Consumers are eager for a better customer experience, and while things are improving in the insurance space, the gap between the haves and the have-nots is getting deeper and wider. This is an especially pressing issue for insurers because, fairly or unfairly, customer expectations are being raised by Internet retailers, banks and other financial services industries, which seem to have little trouble offering the ability to transact business, self-serve, review detailed account histories and customize communications methods, frequency and detail online.
If only it were that easy, right? Insurers face unique challenges in offering such contemporary experiences, including numerous, complex, geographically specific products, regulatory concerns, enormous customer bases and legacy systems that never were intended or designed to offer meaningful information to "civilians," much less to deliver it to tiny hand-held screens, which essentially didn't exist three years ago.
But it's not all about mobile. Not yet, anyway. Across age groups, customers still want access to a knowledgeable person who can answer questions and offer advice. But they don't want to wait and so even then, technology plays an increasingly urgent role in making those interactions efficient and effective.
So much has been written about "being easy to do business with," and "core-systems transformation" I can practically hear your eyes roll.

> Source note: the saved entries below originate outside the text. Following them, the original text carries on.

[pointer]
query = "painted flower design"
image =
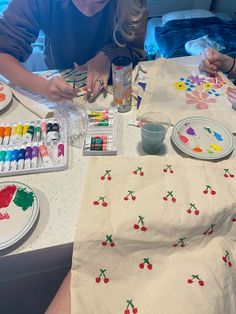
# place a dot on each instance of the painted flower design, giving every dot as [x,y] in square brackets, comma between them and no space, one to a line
[196,79]
[201,100]
[180,85]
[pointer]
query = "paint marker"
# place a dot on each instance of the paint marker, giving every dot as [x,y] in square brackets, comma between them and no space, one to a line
[29,134]
[7,162]
[2,130]
[2,159]
[60,153]
[14,159]
[28,157]
[13,134]
[19,132]
[37,132]
[35,154]
[44,129]
[21,158]
[7,134]
[44,154]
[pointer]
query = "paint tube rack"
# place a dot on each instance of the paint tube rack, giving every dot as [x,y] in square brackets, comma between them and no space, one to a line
[33,146]
[101,132]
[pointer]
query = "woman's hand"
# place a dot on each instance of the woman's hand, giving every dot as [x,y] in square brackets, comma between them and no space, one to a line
[57,89]
[231,93]
[98,70]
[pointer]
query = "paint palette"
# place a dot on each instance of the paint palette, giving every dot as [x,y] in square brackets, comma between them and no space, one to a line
[203,138]
[33,147]
[5,96]
[19,209]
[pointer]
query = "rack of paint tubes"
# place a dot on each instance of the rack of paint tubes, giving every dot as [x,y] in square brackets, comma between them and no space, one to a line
[101,132]
[33,147]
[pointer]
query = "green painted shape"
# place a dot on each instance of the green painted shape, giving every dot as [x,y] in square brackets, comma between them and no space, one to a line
[23,198]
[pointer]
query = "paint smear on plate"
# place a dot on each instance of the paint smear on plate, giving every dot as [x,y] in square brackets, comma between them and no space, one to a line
[218,136]
[6,195]
[23,198]
[216,147]
[197,149]
[190,131]
[183,138]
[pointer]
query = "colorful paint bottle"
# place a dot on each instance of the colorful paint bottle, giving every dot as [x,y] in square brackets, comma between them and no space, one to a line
[28,157]
[2,130]
[13,134]
[44,155]
[35,154]
[7,162]
[44,129]
[2,159]
[7,134]
[21,158]
[14,159]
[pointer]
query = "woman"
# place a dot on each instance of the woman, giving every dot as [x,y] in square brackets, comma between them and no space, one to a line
[213,61]
[88,33]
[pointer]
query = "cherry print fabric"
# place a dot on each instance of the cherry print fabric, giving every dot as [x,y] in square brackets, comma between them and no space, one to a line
[156,235]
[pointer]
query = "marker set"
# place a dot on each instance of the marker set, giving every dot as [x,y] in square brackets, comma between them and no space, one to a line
[101,132]
[32,146]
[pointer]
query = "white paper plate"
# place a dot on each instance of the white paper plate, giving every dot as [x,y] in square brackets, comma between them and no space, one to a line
[5,96]
[203,138]
[19,209]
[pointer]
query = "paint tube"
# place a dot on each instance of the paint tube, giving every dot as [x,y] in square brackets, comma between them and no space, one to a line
[35,154]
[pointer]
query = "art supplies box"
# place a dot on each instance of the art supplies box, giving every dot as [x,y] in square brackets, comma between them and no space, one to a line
[101,132]
[33,147]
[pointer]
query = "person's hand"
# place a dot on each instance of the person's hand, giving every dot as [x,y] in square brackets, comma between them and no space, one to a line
[211,61]
[57,89]
[231,93]
[98,70]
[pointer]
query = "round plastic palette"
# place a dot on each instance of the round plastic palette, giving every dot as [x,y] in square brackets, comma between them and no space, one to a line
[203,138]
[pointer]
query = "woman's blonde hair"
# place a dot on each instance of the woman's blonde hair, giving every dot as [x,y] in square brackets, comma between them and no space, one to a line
[127,19]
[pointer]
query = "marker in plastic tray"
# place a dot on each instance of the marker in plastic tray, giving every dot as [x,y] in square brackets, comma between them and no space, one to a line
[44,154]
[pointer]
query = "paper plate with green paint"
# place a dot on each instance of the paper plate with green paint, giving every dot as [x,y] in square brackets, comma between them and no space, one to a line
[203,138]
[19,209]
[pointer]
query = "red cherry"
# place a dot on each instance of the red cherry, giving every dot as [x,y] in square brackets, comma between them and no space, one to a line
[149,266]
[141,266]
[201,282]
[224,259]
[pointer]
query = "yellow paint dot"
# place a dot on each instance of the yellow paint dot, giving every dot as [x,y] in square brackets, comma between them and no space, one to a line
[216,147]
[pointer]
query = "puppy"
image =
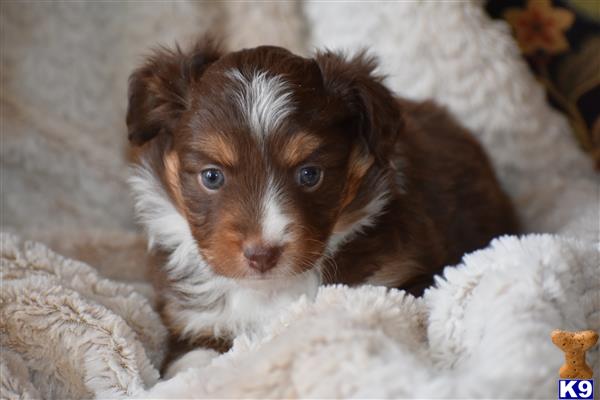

In reporting this month's feature, as much as possible, I tried to avoid those words, not because they are not important aspects of delivering a positive customer experience, but because there are so many other aspects that lay behind the portal and that figure so prominently in insurers' ability to satisfy customers' expectations. I wanted to focus on the nitty-gritty aspects of doing right by customers and the other technologies insurers are implementing to increase the effectiveness of internal operations and the efficiency of communications to offer better customer experiences to all the different types of customers they support, internal and external.
A lot is at stake, as much as $400 billion per year is up for grabs as consumers shop the competition and more are open to the idea of doing insurance business with Google and companies like Google, Accenture said. And agents have more choices available, too. The vast and growing majority of that shopping and research will take place online and increasingly on smartphones and tablets. The companies that thrive, or even just survive, will be those that can compete, not against their peers, but against the largest, best funded and technology-enabled insurers.
Don't be the company that brought a knife to a gun fight.